Y la estupidez me lleva de nuevo hacia la puerta de donde
salió aquello. Avanzo a tal velocidad que, cuando acierto a tocar la sólida
madera gris con el pomo plateado, el silencio se ha apoderado del espacio que
me rodea. Apoyo el oído de nuevo y espero otro largo rato, o eso me parece, el
tiempo ha cambiado sus fundamentos motivado por los acontecimientos, y no noto
su paso. Y tampoco debí notar la primera vez que coloqué mi oreja que la puerta
no estaba cerrada del todo. O aquella vez sí lo estuvo, y algo ha hecho que
ahora permanezca tan levemente abierta que no he sido capaz de percibirlo
antes. Mismo dá. Respiro hondo, suelto el aire lentamente, lamentando mi
maldita curiosidad, y empujo la puerta con precaución mientras rememoro el gesto
asustado de la vecina y sonrío al pensar en dónde estará metida ahora. Pero la
sonrisa se me congela a la mitad y el aire se colapsa a medio salir de la boca.
El espectáculo es preocupante, nada alagueño.
El suelo rebosa de cristales en la pequeña entradita
alargada. Rebosa cristales y las paredes chorrean agua. Y no sólo cristales,
hay piedras pequeñas, restos de plástico y demás… alguien debió reventar el
acuario, que debía ser bastante grande a juzgar por los restos esparcidos por
el lugar, contra la puerta, lo que explicaría el golpe y todo el caos, pero allí
no hay ni el más mínimo resto de peces saltarines, que deberían estar boqueando
por unas últimas gotas de agua que les permitan subsistir. Y al entrar veo
fisuras y tierra pegada en el interior de la puerta de entrada.

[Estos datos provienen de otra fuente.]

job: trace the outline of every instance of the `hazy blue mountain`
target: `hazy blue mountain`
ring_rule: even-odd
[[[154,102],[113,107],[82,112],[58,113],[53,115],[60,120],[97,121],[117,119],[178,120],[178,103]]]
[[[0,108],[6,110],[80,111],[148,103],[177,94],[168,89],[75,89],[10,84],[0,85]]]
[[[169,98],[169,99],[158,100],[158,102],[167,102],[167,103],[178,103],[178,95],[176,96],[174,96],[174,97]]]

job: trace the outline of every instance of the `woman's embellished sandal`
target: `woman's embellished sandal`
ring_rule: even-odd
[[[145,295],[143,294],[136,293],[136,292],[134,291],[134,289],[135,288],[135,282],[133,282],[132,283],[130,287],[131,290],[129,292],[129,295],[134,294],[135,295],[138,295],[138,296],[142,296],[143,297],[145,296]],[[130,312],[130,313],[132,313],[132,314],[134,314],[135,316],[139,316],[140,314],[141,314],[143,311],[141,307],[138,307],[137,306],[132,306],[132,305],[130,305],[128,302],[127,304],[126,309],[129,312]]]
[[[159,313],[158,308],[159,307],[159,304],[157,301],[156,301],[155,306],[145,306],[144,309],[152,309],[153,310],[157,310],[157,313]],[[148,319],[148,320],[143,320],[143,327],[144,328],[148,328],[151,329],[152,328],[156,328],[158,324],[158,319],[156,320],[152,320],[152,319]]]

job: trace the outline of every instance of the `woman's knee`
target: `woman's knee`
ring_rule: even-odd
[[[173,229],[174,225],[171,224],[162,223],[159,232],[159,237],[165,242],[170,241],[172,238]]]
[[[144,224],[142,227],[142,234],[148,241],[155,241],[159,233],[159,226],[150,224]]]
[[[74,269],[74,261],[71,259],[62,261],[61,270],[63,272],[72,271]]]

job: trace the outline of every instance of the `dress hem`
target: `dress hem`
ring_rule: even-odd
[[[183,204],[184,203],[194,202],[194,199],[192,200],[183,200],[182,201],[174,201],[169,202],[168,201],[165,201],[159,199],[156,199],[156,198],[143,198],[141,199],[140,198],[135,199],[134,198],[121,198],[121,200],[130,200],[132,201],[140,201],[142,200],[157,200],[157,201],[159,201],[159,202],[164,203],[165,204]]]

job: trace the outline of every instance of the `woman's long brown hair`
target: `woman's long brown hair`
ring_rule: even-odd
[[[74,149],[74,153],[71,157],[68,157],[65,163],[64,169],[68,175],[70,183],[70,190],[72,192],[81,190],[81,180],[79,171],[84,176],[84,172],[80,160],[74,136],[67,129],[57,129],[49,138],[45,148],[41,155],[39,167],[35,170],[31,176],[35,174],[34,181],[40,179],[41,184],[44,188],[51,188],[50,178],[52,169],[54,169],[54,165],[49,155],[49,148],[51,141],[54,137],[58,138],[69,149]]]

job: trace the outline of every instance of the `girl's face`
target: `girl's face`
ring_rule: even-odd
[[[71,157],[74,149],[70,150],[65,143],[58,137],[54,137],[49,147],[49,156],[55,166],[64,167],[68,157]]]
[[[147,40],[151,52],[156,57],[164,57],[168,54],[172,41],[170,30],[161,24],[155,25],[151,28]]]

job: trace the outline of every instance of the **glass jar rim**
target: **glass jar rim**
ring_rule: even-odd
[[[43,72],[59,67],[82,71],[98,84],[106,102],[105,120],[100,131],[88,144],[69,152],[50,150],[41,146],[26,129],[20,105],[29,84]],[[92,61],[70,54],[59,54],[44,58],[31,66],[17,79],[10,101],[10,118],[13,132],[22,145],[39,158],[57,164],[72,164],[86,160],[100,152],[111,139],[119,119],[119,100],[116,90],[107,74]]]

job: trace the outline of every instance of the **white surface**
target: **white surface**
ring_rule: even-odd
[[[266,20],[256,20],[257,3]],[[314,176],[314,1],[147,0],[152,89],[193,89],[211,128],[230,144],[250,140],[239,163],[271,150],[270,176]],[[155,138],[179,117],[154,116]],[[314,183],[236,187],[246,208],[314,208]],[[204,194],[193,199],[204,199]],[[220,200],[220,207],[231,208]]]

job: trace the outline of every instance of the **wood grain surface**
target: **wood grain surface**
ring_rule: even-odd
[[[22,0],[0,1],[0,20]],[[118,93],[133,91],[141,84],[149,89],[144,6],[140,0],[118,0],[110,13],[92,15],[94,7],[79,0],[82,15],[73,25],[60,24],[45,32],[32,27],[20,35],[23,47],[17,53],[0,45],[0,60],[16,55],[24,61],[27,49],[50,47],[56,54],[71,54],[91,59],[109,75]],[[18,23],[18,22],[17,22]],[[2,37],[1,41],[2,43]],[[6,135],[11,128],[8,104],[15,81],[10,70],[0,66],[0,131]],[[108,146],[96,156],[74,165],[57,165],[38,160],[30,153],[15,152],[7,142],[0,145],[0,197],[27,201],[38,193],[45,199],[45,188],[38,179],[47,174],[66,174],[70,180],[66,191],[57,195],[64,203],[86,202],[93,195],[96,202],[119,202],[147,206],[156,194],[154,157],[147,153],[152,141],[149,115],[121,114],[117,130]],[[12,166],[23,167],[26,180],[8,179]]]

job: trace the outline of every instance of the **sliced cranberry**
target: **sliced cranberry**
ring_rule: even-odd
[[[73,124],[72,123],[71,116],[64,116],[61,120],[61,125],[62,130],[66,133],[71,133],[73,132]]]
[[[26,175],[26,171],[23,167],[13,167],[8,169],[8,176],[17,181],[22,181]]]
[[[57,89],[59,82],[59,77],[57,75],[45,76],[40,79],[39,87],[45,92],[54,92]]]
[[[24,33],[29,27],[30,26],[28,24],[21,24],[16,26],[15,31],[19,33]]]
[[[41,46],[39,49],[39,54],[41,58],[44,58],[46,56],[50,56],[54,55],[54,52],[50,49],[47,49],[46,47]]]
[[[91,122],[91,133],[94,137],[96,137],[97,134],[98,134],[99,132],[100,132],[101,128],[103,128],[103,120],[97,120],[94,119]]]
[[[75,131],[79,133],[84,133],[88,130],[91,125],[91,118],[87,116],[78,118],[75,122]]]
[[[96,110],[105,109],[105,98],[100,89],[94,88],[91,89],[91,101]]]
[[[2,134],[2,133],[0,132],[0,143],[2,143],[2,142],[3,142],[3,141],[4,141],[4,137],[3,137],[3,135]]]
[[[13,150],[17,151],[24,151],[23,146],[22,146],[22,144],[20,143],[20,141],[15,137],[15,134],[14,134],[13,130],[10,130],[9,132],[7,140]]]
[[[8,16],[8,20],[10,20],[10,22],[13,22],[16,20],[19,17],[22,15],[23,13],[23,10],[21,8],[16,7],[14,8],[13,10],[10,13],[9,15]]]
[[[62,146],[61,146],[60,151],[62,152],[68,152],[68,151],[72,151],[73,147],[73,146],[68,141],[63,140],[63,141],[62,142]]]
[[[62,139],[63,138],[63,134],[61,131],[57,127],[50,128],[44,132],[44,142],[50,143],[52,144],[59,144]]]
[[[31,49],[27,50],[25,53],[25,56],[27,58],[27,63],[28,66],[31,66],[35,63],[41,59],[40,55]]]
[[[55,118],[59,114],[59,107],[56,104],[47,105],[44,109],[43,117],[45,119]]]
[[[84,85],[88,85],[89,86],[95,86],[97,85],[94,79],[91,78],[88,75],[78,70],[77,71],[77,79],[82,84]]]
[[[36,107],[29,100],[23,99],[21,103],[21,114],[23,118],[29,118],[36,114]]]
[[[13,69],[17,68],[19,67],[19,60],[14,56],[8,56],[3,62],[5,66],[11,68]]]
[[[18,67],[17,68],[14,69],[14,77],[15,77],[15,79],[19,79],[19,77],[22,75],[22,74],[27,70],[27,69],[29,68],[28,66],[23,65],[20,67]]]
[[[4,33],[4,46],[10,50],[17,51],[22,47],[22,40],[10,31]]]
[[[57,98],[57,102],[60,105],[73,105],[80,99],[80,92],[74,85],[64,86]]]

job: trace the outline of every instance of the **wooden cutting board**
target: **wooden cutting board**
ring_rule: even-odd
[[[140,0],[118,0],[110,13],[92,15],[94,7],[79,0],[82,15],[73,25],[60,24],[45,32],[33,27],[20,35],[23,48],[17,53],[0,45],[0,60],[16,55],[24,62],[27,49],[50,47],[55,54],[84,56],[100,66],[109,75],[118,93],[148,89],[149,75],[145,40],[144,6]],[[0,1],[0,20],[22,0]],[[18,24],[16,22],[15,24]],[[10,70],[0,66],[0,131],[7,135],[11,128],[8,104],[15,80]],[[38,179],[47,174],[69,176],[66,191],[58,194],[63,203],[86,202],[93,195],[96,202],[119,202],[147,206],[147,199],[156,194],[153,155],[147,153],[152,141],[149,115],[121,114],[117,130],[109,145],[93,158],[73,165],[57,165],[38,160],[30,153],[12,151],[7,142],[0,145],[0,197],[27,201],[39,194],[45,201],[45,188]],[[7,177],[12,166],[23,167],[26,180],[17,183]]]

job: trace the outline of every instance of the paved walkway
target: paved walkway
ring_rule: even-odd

Pero eso, aunque capta momentáneamente mi atención, no es
nada. Unos pasos más allá veo marañas de pelo marrón y gris mezcladas con
restos de carne y pegotes de sangre coagulada. Sin duda el perro, o los perros,
miserable suerte les ha tocado, la masa es tan indefinida que sería incapaz de
calcular si pertenecían a uno o a diez especímenes diferentes. Veo por ahí
parte de una cabeza con la pelambrera apelmazada y un ojo de mirada vacía me
mira petrificado, rodeado de astillas y pedazos de madera de las sillas y la
mesa del salón, totalmente destruidos y desperdigados sus restos por los
alrededores. Aquello parece un campo de batalla, no me atrevo ni a respirar ni soy
capaz de pensar en nada, sólo puedo mirar sin pestañear siquiera, abrumada por
lo que veo. Sé que debería darme la vuelta de inmediato, todo mi cuerpo está
atenazado, y todas las alertas están disparadas, diciéndome, gritándome que no
estoy haciendo lo correcto. Pero mis pies no responden. Y más cómico aún es la
idea que se me pasa por la cabeza de que debería haber llamado antes de entrar
y de que estoy cometiendo allanamiento, estoy cometiendo un delito. No creo que
el perro o los peces inexistentes vayan a denunciarme. Me parece que estoy
rozando el histerismo, no es momento de hacer bromas pero me río la gracia.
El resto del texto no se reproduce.